Humor Magazine

Laundry Detergent, Where Art Thou?

By Dianelaneyfitzpatrick
Laundry Detergent, Where Art Thou?It’s happened to me again: A product that I love and use and buy regularly is off the market. About every other week I buy Arm & Hammer laundry detergent. It’s in a green semi-transparent bottle and it’s called something environmental . . . Wait, let me go look at the bottle in my laundry room . . . Oh yeah, I can’t because it’s not in my cupboard because they stopped making it.
I can’t imagine why they would stop making this particular type of laundry soap. I was buying it all the time, whether it was on sale or not; whether the price went up or not, for years and years.

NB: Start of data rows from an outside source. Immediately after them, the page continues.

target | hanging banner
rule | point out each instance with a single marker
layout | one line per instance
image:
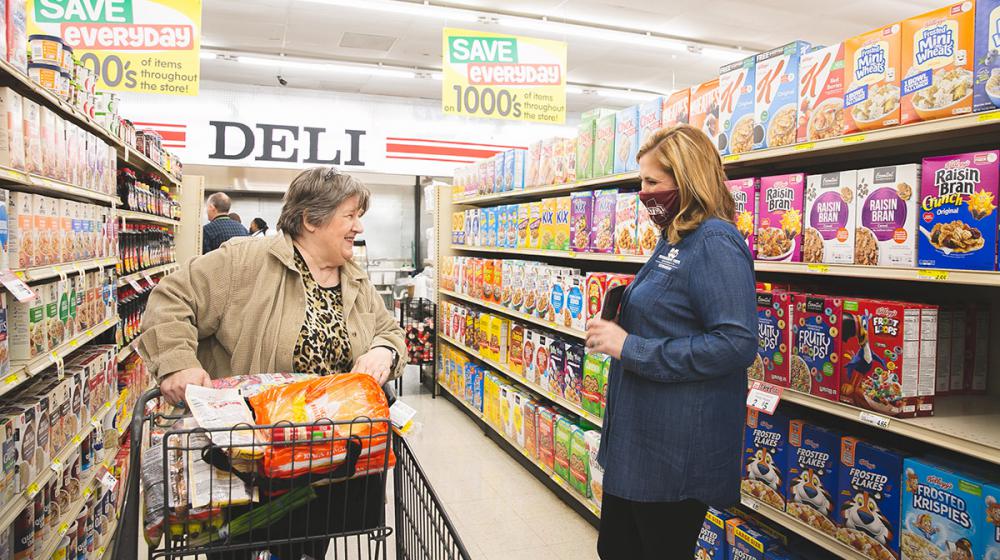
(496, 76)
(142, 46)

(The reason for that is I have a fear of switching laundry soaps. Almost every time I go to the doctor and describe symptoms of anything, the first question I get is, “Have you switched laundry soap?” This leads me to believe that switching laundry soap could cause everything from a simple rash to bleeding ulcers to infertility.)

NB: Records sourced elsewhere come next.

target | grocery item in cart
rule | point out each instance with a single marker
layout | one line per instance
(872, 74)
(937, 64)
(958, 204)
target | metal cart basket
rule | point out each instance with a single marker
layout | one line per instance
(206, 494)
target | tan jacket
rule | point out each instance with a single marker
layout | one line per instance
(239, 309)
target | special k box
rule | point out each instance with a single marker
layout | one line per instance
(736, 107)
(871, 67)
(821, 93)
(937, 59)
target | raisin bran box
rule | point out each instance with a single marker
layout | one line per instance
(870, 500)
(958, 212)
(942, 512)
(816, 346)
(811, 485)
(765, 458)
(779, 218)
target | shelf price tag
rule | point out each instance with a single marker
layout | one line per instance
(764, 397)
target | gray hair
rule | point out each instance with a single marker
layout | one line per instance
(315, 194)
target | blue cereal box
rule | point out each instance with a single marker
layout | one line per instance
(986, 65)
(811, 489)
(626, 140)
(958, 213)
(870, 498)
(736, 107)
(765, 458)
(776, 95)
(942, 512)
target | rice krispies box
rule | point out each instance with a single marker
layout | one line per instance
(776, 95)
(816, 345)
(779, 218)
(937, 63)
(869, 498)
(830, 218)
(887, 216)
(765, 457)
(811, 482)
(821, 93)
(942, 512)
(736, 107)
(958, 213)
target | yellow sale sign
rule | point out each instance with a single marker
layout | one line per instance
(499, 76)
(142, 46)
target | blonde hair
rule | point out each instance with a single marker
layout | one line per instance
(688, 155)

So to avoid a health crisis in my home, I always used the same laundry soap. I stuck with it when every housewife in America jumped on the Tide-wagon (I can smell that on your clothes, you know), or when buying the Martha Stewart all natural laundry soap was the politically correct thing to do, or when I was trying really hard to save money and had to pass up sales on the off brands.
I tried to buy it three times at two different stores when I got the message that it wasn’t just out of stock or on a special display. It was gone.

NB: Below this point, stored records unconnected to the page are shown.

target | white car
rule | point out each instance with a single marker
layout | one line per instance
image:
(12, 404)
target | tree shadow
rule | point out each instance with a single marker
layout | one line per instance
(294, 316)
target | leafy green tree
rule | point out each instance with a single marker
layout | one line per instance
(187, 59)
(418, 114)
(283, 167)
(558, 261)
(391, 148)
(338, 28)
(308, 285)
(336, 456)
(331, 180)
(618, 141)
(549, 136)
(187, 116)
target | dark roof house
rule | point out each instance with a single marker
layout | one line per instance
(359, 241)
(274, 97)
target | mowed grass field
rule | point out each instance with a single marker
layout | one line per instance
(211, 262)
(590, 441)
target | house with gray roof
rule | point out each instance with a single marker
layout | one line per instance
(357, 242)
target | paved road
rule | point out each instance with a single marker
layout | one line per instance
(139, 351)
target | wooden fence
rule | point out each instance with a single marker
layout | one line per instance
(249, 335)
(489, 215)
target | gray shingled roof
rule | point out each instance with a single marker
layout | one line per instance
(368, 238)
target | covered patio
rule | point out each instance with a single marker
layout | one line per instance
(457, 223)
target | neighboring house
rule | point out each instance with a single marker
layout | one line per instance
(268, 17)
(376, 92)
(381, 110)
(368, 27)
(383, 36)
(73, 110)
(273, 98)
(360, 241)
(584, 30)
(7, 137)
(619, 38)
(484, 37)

That’s when I noticed that Arm & Hammer has a ridiculous number of flavors to their laundry soap. They’ve got Lavender + Linen, “For Sensitive Skin,” 2x Concentrate with Highly Effective Clean Burst!, Skin Friendly with Fresh Scent, Power Gel, Oxi-Clean, Power Gel with Oxi-Clean and all combinations of all of the above. I guess they ran out of room on the shelves for mine.
The last time I was this upset about a discontinued item, I wrote a letter to Quaker and tucked it inside a consumer survey I was taking. The letter said, “PLEASE PLEASE PLEASE BRING BACK WHEAT CAKES. YOU’VE GOT ALL THESE DIFFERENT TYPES OF RICE CAKES BUT THEY ARE SPONGY AND THE WHEAT CAKES WERE CRUNCHIER. Let’s face it, wheat cakes are an entirely different product. If you were going to remove one type, you should have ditched the low-salt cheese flavored ones. PLEASE PLEASE PLEASE BRING THEM BACK OR AT LEAST TELL ME WHERE I CAN BUY THEM ON THE BLACK MARKET.”
Like then, I now am wishing I could go back in time and buy a huge amount of laundry soap, so that the people at Arm & Hammer would go, “Hmmm, this laundry soap in the green bottle with the tree on the label is quite a big seller! Weirdly only in the Sea Plum Plaza Publix store in Jupiter, Florida . . . but still. We better keep this baby around for a while!”
I won’t go crazy with the capital letters if I write a letter to Arm & Hammer, but I might say something like this:
Dear Arm and/or Hammer,
I don’t know what you were thinking in discontinuing the laundry soap in the green bottle that had some kind of environment word in the name, like Clean or Fresh or something that starts with an E. (You can look it up.) It was the best. For health reasons, I really don’t want to have to switch to another of your sub-types of soap.
I was one of your best customers, so I think you’re going to want to at least think about bringing it back. Because now I’ve got my eye on a bottle of Seventh Generation.
Florida housewife who is by now either covered in skin sores or buried in dirty laundry.